As people transitioned to working from home at the onset of the coronavirus pandemic, journal submissions from academics increased across the board. But a new study from Northwestern University found as men’s scholarly productivity increased, women physicians were submitting less.
The research reflects wider trends in academic publishing and is the first study to find such patterns in family medicine. The study contributes to a growing body of evidence that the pandemic caused unique career disruptions for women as they became stretched thin during remote work, causing stress, burnout and anxiety.
“The worry is that these problems will compound,” said Katherine Wright, the paper’s corresponding author and the director of research in the department of family and community medicine at Northwestern University Feinberg School of Medicine. “As men were able to submit more, they may benefit from more citations, promotions, funding and career opportunities as women fall further behind.”
The paper, “COVID-19 and Gender Differences in Family Medicine Scholarship,” will be published Jan. 24 in the journal Annals of Family Medicine.
Wright said the study was conceived in part because of observations about her own department, where she saw roles changing dramatically and many doctors attempting to play dual roles between childcare or eldercare and work. Santina Wheat, co-first author and program director of the Northwestern-McGaw family medicine residency at Erie Family Health Center in Humboldt Park, emphasized the impact of shifting schedules on her own life.
“All of a sudden we were doing telehealth at all hours of the day, and hours of the clinics shifted significantly and quickly,” Wheat said. “There was also always the sense you may need to cover for someone else, which impacted your ability to think about the academic side—or mentor others to do the same.”

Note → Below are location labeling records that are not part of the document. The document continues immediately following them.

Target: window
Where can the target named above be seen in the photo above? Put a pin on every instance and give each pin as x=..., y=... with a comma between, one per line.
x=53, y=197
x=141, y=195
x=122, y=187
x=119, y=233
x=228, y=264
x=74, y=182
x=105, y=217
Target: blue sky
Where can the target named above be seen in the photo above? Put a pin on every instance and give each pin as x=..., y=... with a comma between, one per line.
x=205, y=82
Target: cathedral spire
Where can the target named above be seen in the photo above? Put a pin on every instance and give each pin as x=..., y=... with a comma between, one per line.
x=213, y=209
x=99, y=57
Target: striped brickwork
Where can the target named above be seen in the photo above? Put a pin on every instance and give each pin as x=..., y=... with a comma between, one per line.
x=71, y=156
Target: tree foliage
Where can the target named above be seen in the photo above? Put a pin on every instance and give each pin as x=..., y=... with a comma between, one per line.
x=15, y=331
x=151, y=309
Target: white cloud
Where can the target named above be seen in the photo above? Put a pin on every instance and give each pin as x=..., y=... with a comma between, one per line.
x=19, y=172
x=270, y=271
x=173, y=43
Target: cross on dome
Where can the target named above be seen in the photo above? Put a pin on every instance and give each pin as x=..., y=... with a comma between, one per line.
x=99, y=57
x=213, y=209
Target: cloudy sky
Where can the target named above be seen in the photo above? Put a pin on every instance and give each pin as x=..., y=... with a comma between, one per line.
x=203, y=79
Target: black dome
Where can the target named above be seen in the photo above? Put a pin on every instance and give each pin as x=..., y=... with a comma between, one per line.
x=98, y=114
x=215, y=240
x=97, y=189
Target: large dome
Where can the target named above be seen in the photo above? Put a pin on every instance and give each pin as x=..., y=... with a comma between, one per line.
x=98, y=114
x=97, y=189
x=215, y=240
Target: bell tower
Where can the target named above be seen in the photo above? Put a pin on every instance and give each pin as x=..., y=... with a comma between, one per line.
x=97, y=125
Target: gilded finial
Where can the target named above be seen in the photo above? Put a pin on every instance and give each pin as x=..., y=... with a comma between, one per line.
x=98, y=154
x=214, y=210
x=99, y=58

To conduct the study, the team performed a bibliometric analysis of journal submissions to see how submission rates changed during the pandemic. With access to the last five years of submission data from the Annals of Family Medicine, the top-ranked primary care journal, the scientists reviewed submission data before and during the pandemic. They examined submission volume by gender in addition to distribution of author’s gender by submission type (such as original research versus special reports, which impact tenure differently).

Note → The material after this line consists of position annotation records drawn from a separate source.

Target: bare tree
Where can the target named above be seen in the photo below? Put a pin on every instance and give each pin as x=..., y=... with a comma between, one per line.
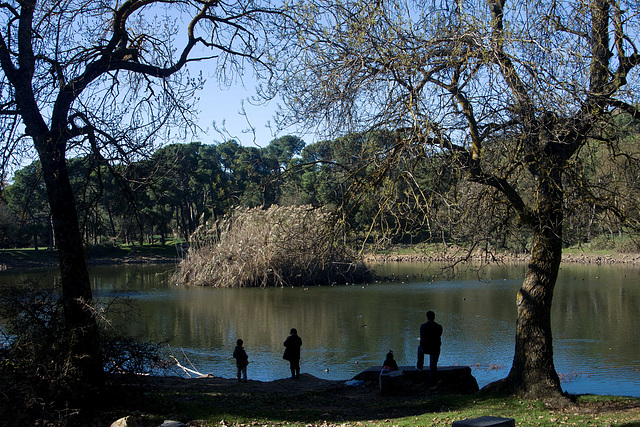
x=510, y=94
x=108, y=78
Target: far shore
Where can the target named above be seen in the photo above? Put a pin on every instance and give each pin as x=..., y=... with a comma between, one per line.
x=20, y=259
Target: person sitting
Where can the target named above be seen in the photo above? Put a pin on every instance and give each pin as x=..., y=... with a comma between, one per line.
x=389, y=363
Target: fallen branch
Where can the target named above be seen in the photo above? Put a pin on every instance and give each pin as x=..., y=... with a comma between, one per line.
x=187, y=370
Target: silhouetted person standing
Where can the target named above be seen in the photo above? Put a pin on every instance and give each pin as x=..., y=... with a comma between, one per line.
x=242, y=360
x=430, y=342
x=292, y=352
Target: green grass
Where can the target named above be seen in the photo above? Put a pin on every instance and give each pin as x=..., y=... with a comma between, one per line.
x=310, y=409
x=29, y=257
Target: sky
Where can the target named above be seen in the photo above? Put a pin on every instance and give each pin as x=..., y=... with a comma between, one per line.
x=223, y=107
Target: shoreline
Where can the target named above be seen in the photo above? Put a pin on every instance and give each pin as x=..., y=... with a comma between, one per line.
x=568, y=258
x=49, y=259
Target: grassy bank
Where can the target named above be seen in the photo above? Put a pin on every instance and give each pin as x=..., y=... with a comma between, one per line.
x=217, y=402
x=31, y=258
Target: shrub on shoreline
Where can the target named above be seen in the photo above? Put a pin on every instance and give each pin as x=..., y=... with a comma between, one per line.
x=279, y=246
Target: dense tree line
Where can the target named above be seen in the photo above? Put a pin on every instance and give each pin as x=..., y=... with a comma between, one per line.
x=182, y=186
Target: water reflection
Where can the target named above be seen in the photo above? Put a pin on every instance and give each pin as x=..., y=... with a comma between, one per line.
x=347, y=328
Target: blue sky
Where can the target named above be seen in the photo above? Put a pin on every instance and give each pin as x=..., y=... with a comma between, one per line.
x=224, y=105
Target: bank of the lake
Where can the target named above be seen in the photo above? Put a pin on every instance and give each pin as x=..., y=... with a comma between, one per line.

The paper found the Annals of Family Medicine received 41.5% of its submissions from women during the early months of the pandemic—the period analyzed by scientists—marking a widening gender gap in the field.

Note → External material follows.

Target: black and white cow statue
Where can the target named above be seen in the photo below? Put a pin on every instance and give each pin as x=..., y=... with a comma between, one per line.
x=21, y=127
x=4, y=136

The paper warns the gap is “troubling” and may result in long-term repercussions for women in the medical field because of how tenure decisions are made. Wright’s hope is that adding this research to the growing body of data will catalyze change in these fields.
“Publications are still the hallmark of tenure and promotion decisions, so we want to make sure women aren’t at risk of falling further behind,” Wright said. “Our hope is this data might be used by promotion and tenure committees to reevaluate promotion criteria.”
For example, Wright said, women tend to be more involved in creating curriculum and service, so weighting activities like these more equally with publications could help balance the scales. She added that there’s both a childcare and eldercare crisis in the country, and that parents and caretakers need strengthened support to thrive in their roles. Wright said without intervention, these impacts will reverberate beyond the pandemic.
Beyond advocacy, the team hopes to look at other metrics of diversity in the data and see if other populations have been impacted disproportionately by the pandemic. They’re also currently analyzing the gender composition of peer reviewers, the gatekeepers of the work accepted by scientific journals.
Deborah Smith Clements, chair of the department of family and community medicine, the Nancy Warren Furey Professor of Community Medicine and a professor of medical education, also is a co-author, along with Deborah Edburg, a professor and physician at Rush University.